南木圭士さんの息子さんが、大学入試センター試験を受験して帰宅し、言った。「今日の国語のテストに、親父の本からの問題が出てたぞ」と言われて、南木圭士さんは驚き、詳しく尋ねた。自分が若い時に書いた恋愛の話からの抜粋されたものが、入試問題に採用されていた。息子さんは自分の作品は読まない上に、若かりし頃の恋愛の話で「こっ恥ずかしい」思いだった、と言うものだった。

実は、この問題は僕も読んでいて、問題も解いてみた(満点でした、えへん)。南木圭士さんの軽妙な話に笑った。その上に、一つはっきりした。やはり入試問題の性質上、事前に作者の許可は得ないのだ。残念ながら、センター試験事務局が、テストの後に南木圭士さんに連絡を取ったかどうかは、エッセイの中に書かれていなかった。

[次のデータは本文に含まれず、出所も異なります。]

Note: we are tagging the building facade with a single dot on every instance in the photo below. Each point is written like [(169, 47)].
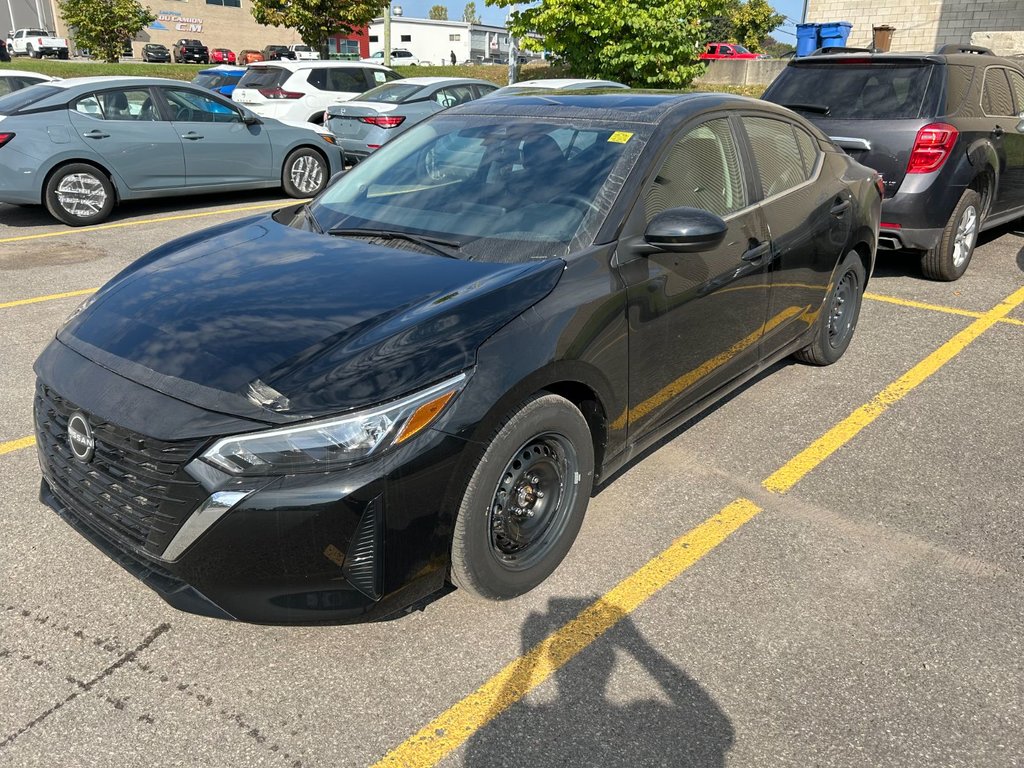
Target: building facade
[(927, 25)]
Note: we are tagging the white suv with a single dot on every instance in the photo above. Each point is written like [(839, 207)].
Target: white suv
[(302, 90)]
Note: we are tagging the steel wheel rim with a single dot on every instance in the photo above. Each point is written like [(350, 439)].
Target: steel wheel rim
[(841, 310), (532, 501), (967, 230), (307, 174), (81, 195)]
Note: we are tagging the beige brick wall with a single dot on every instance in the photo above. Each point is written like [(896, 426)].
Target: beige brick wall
[(921, 25)]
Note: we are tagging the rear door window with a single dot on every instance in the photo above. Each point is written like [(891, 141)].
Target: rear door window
[(995, 95), (853, 91)]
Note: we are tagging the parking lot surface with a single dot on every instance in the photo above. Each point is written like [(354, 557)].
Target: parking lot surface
[(827, 568)]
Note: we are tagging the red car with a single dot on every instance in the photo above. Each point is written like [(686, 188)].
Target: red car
[(726, 50), (221, 55)]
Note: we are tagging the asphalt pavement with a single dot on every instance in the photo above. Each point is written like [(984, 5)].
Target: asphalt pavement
[(825, 569)]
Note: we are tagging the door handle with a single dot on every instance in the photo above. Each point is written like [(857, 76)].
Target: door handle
[(840, 208), (758, 252)]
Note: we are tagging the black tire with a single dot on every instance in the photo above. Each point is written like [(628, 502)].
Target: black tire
[(304, 173), (524, 502), (949, 259), (838, 316), (79, 195)]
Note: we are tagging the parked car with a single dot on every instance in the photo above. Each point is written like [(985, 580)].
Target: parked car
[(399, 57), (127, 138), (423, 373), (372, 119), (303, 53), (185, 51), (944, 129), (727, 50), (302, 90), (222, 55), (156, 52), (36, 44), (14, 80), (554, 84), (278, 52), (248, 56), (220, 79)]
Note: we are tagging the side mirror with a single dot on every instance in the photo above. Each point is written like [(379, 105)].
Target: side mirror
[(685, 230)]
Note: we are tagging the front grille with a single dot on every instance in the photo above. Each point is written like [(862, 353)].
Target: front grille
[(134, 489)]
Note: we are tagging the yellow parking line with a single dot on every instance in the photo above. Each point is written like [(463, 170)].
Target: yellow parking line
[(454, 726), (50, 297), (139, 222), (6, 448), (792, 472), (935, 307)]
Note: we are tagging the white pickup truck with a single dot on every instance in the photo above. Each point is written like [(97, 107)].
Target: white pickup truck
[(37, 43)]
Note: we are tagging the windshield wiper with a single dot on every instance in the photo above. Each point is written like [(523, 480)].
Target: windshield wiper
[(436, 245), (819, 109)]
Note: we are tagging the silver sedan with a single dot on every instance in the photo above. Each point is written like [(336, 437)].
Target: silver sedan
[(369, 121), (80, 145)]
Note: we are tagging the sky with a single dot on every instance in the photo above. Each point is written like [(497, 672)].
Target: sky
[(491, 14)]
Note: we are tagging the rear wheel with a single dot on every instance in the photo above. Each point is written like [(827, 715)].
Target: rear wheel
[(79, 195), (838, 317), (949, 259), (304, 174), (524, 502)]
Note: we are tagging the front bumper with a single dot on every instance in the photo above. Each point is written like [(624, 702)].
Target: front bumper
[(355, 544)]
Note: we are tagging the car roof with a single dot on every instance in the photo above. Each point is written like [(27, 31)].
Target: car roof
[(622, 104)]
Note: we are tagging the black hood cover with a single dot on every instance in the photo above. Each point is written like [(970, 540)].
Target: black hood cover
[(331, 324)]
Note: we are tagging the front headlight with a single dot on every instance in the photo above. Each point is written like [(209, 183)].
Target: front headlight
[(326, 444)]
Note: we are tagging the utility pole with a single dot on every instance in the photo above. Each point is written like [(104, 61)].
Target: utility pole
[(387, 35)]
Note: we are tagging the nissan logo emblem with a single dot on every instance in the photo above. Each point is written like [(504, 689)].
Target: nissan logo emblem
[(80, 438)]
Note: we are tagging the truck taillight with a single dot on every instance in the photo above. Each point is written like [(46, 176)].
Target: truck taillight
[(932, 147)]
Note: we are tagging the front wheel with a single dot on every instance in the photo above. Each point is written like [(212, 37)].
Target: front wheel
[(79, 195), (838, 316), (524, 502), (304, 174), (948, 260)]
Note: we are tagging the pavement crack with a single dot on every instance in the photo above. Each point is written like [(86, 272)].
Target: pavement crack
[(124, 658)]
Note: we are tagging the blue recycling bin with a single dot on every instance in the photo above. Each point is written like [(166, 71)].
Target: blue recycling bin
[(807, 39), (835, 34)]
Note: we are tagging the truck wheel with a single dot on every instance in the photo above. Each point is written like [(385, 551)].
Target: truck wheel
[(948, 260), (304, 174), (525, 501), (79, 195), (838, 316)]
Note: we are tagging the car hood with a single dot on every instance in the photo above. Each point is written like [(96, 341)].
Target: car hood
[(328, 323)]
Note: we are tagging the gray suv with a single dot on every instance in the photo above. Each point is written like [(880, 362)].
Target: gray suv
[(945, 130)]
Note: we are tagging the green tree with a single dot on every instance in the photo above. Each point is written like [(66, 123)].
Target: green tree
[(104, 26), (315, 20), (752, 23), (469, 13), (653, 43)]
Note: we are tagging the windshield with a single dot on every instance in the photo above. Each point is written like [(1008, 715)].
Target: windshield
[(390, 93), (17, 100), (503, 188), (855, 91)]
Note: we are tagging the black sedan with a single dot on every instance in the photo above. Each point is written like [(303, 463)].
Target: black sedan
[(324, 414)]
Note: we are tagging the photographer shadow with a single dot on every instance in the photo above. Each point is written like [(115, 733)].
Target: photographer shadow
[(682, 727)]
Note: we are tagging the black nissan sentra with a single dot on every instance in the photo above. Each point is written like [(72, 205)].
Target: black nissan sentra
[(325, 413)]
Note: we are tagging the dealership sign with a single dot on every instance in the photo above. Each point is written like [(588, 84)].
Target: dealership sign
[(170, 19)]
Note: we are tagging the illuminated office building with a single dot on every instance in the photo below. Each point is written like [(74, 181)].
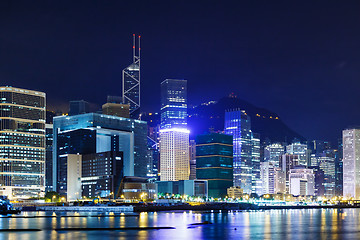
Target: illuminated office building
[(173, 104), (287, 162), (96, 133), (78, 107), (214, 162), (268, 177), (255, 156), (131, 82), (273, 152), (192, 158), (351, 163), (174, 136), (327, 165), (237, 124), (22, 143), (302, 181), (300, 150)]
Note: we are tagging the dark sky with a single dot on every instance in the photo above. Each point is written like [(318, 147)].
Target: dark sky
[(300, 59)]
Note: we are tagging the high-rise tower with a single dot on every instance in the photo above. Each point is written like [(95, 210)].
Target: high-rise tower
[(174, 136), (237, 124), (351, 163), (131, 82), (22, 143)]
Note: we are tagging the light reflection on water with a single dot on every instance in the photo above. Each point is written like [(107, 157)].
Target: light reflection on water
[(271, 224)]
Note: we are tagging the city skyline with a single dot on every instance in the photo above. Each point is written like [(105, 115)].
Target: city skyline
[(290, 74)]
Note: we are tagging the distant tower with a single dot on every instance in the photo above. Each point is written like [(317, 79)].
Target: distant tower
[(131, 82)]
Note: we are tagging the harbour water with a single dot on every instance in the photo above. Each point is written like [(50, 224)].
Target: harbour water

その数日後のことである。こちらの塾に「大妻中野中学校」の受験を考えていた生徒リサちゃんがいて、過去問に取り組ませようとしていた。リサちゃんが来る前に、国語の過去問を見ていた。読んでいくと、うん、どこかで読んでいるなこの話、だった。

確かめると友人のセイラの書いたものだった。本からの抜粋に加え、設問が11題あった。「これはセイラに知らせないと」。すぐに電話を入れた。一通りの挨拶の後に本題に入った。
「セイラ、大妻中野中学校の過去問に『おわらない夏』が使われていたよ。知ってた?」
「えー、知らない!見たーい!」

セイラの文章は、2年前の入試問題に使われていた。聞くと、事前の連絡もなかったし(それは分かる)入試の後も何の連絡も無かったと言う(僕の連絡で知ったんだから、当たり前か)。もちろん、謝礼もない(これも聞かなくても分かる)。

「セイラ、オレは思う。入試が終わったら、連絡するのは当たり前だろう。どうだ、オレがマネージャーのフリして、大妻中野中から、お礼の一つでもせしめないか?」
「ええ〜、わたし、そんなのできない〜。それよりしんやさん、その問題見たい〜」
やはり、セイラは、悪党の僕と違い、お嬢様なのだなあ。

問題をコピーして送った。セイラからお礼の電話が入った。ひとしきり、家での食卓の話題になったと言う。その後の言葉に吹き出した。

「しんやさん、わたし、全然できなかったー。これ、難しいよー!」

作者もできないのです。リサちゃん、安心していいぞー!

そうだ、今度セイラにあった時、確認しなくちゃ。連絡は未だないのかどうか。